I'm not sure that we have a consensus for or against the principle of
censorship, or whether the community as a whole regards a private personal
filter as censorship. The "referendum" could have established if we have
such consensus, but it didn't include the right questions. I suspect that
I'm not unusual in opposing more censorship than we already have in our
somewhat misnamed "not censored" policy, but also in regarding censorship
as one person stopping another from seeing or hearing something. To my mind
censorship starts when someone tells me I can't have certain images or
information, if I choose not to see certain things that's my choice and not
something I consider censorship, but I don't know what proportion of the
community shares my view on that. This question raises two contentious
areas; On the one hand at least one Wikimedian is asserting that the
community is opposed to censorship in principle, and that even a private
personal filter would be censorship. On the other hand the board still
wants the image filter to be usable for IPs and not just logged in users -
despite the fact that we have no way to implement an IP level system
without allowing some people to censor other people's Wikimedia viewing.

Another contentious area exists re NPOV and globalisation. Some other
websites have a clear POV and a focus on a particular culture, and for them
a filter is relatively easy. "Not Safe for Work" is probably quite similar
in Peoria, Portsmouth and Perth and such a filter prudish but not totally
alien to many Europeans. But in some parts of the world cultural concerns
are very different, so different that the idea of a simple single filter or
even a complex filter with a sliding scale from burka to bare naked via
swim wear isn't enough. To comply with NPOV and offer a filter that could
potentially work for everybody we need a multiplex system that allows for
the possibility that two different people could share a distaste for  one
image but have completely opposite perceptions of another image. The
initial WMF proposal only supported a limited number of filters and
therefore inevitably would have lead to POV disputes as to which religions
or filter concerns were important enough to be on the list and which the
community would ignore and deem insufficiently important to merit a filter
option. Both of the filter options in play - the personal filter option and
the personal private filter option are based on the idea that you can have
as many different filter options as you want - the distinguishing issue is
whether there are people who want a particular filter not whether the
movement decides whether a particular filter request is valid or not.
However one of the leading proposals is that we promote the practice of
collapsing contentious images that already operates on two languages and
encourage it elsewhere on Wikipedia. The problem is that you can't have a
policy of allowing "controversial" images to be collapsed without setting a
threshold as to how controversial an image needs to be to merit such
action.
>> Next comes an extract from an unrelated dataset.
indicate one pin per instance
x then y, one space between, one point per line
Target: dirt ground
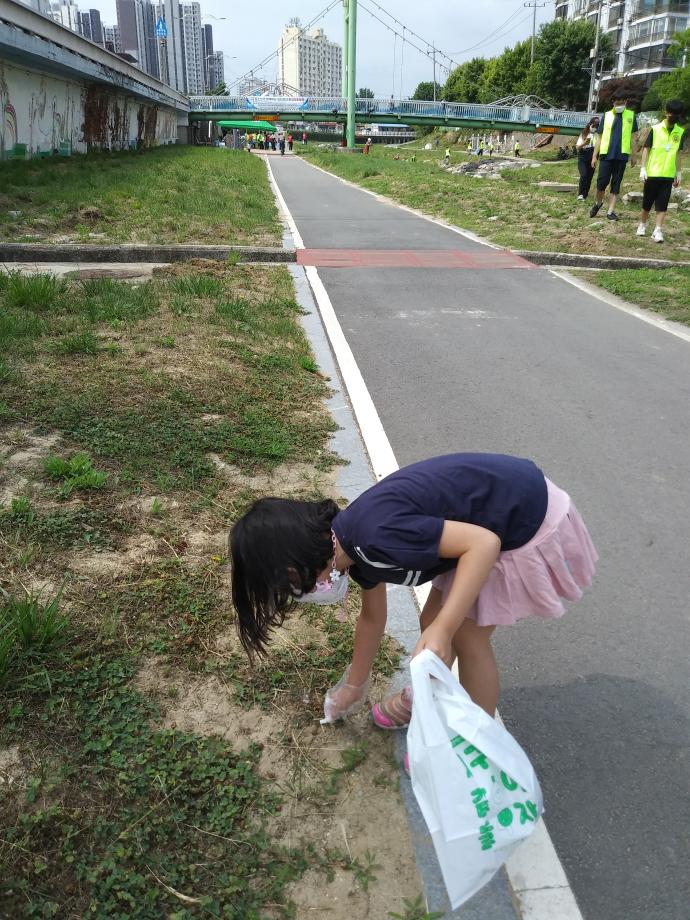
357 811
If you simply allow anyone to collapse any image they find
offensive then our Political coverage will quickly look odd. If you decide
to only collapse and hide images that have been reported to be
controversial by reliable sources then brace yourself for various
demonstrations at every future Wikimania.

The third contentious area is over the publishing of lists that could
assist censors. Tom Morris has argued that we shouldn't concern ourselves
with that, in effect citing
http://en.wikipedia.org/wiki/Wikipedia:Other_stuff_exists and explaining
that the horse has bolted. Not everyone accepts that argument, and I see
this as a major difference between the personal filter option and the
private personal filter option
http://meta.wikimedia.org/wiki/Controversial_content/Brainstorming/personal_private_filters.
Though I'm wondering whether a compromise between the two with seeding
lists would be acceptable providing they were not comprehensive lists.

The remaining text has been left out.